Around the world, the volume of data that scientists and corporations are collecting is accelerating at a rapid pace. These volumes of data quickly outpace the traditional relational databases that have been used to store and query this data in the past, and the world is rapidly replacing these systems with NoSQL data stores such as Apache Accumulo.

Previously, analysts who have been able to run SQL queries to analyze their data had to transform and adapt their analytics to more cumbersome languages and frameworks such as Java with Apache MapReduce or Scala with Apache Spark. Today, with the high-performance Apache Accumulo connector for Presto, we bring back the accessibility and ease of being able to execute traditional SQL queries to the NoSQL Big Data age.

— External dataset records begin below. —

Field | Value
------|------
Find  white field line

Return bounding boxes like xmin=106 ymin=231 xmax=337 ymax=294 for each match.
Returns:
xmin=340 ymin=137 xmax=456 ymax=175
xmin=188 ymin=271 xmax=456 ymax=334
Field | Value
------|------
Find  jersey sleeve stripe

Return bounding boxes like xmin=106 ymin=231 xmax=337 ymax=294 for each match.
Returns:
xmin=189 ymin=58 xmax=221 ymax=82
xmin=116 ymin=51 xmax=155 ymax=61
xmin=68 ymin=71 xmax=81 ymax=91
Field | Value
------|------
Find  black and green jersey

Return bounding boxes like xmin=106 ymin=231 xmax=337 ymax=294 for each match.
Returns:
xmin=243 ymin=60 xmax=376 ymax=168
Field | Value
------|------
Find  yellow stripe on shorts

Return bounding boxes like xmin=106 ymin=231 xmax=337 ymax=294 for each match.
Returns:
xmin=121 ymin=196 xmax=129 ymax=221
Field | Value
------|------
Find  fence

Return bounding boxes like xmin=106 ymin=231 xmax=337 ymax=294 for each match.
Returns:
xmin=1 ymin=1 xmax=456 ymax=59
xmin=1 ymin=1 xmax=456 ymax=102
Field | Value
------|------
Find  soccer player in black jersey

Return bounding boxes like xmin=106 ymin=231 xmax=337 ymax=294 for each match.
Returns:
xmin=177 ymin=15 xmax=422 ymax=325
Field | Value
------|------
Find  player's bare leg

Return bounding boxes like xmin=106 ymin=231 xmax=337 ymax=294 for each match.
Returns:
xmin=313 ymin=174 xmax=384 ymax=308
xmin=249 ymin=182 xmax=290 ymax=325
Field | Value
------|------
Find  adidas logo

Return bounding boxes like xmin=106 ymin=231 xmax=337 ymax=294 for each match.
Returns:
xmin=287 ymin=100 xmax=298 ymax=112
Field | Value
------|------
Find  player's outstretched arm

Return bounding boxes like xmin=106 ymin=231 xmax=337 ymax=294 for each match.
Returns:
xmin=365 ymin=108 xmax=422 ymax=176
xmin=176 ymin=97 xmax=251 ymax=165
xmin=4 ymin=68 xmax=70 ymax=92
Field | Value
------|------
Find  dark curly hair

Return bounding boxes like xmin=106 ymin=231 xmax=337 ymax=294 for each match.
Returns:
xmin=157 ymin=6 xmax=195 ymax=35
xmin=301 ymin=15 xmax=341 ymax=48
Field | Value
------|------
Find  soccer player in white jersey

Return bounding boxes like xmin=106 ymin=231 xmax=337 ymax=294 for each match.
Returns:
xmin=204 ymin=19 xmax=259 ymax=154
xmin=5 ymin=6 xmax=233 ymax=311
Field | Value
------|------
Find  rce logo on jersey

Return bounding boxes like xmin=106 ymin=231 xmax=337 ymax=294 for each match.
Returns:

In this presentation, we will discuss how the connector abstracts away common design patterns for interacting with data stored in Accumulo. Through the use of server-side iterators and secondary indexing, the connector can project a SQL interface onto their large data sets. This enables applications, data consumers, and data scientists to run production and ad-hoc queries against large data sets using SQL. When issuing queries with fine-grained predicates, the connector can skip scanning the entire Accumulo table and use the built-in indexing scheme to quickly retrieve data from Accumulo. Additionally, through the use of external tables and the built-in or custom serializer framework, the connector is able to query data stored in existing Accumulo tables.

Finally, we will discuss the use cases at Bloomberg that led to the creation of the connector and discuss how it is being used in production today.

Speakers

Adam Shook
Principal Consultant, Datacatessen
Adam Shook is Founder and Principal Consultant at Datacatessen, LLC, a boutique big data solutions company specializing in data architecture and engineering. Shook graduated with a B.S. in Computer Science from the University of Maryland Baltimore County (UMBC) and took a job building a new high-performance graphics engine for a game studio. Looking for new challenges, he enrolled in the Computer Science graduate program at UMBC focusing on distributed computing technologies. Shook has worked on developing a wide variety of data applications and analytics deployed on large-scale production data platforms in both the commercial and government spaces. He is involved in developing and instructing graduate and undergraduate courses at UMBC, preparing young minds to work with big data. He spends what little free time he has playing video games and homebrewing.
Dan Sun
Tech Leader, Bloomberg
Dan Sun is the Tech Leader at Bloomberg Bvault surveillance team, and is responsible for building the next-generation real-time surveillance application which uses Mesos, Kafka, Storm, and Accumulo as the big data technology stack.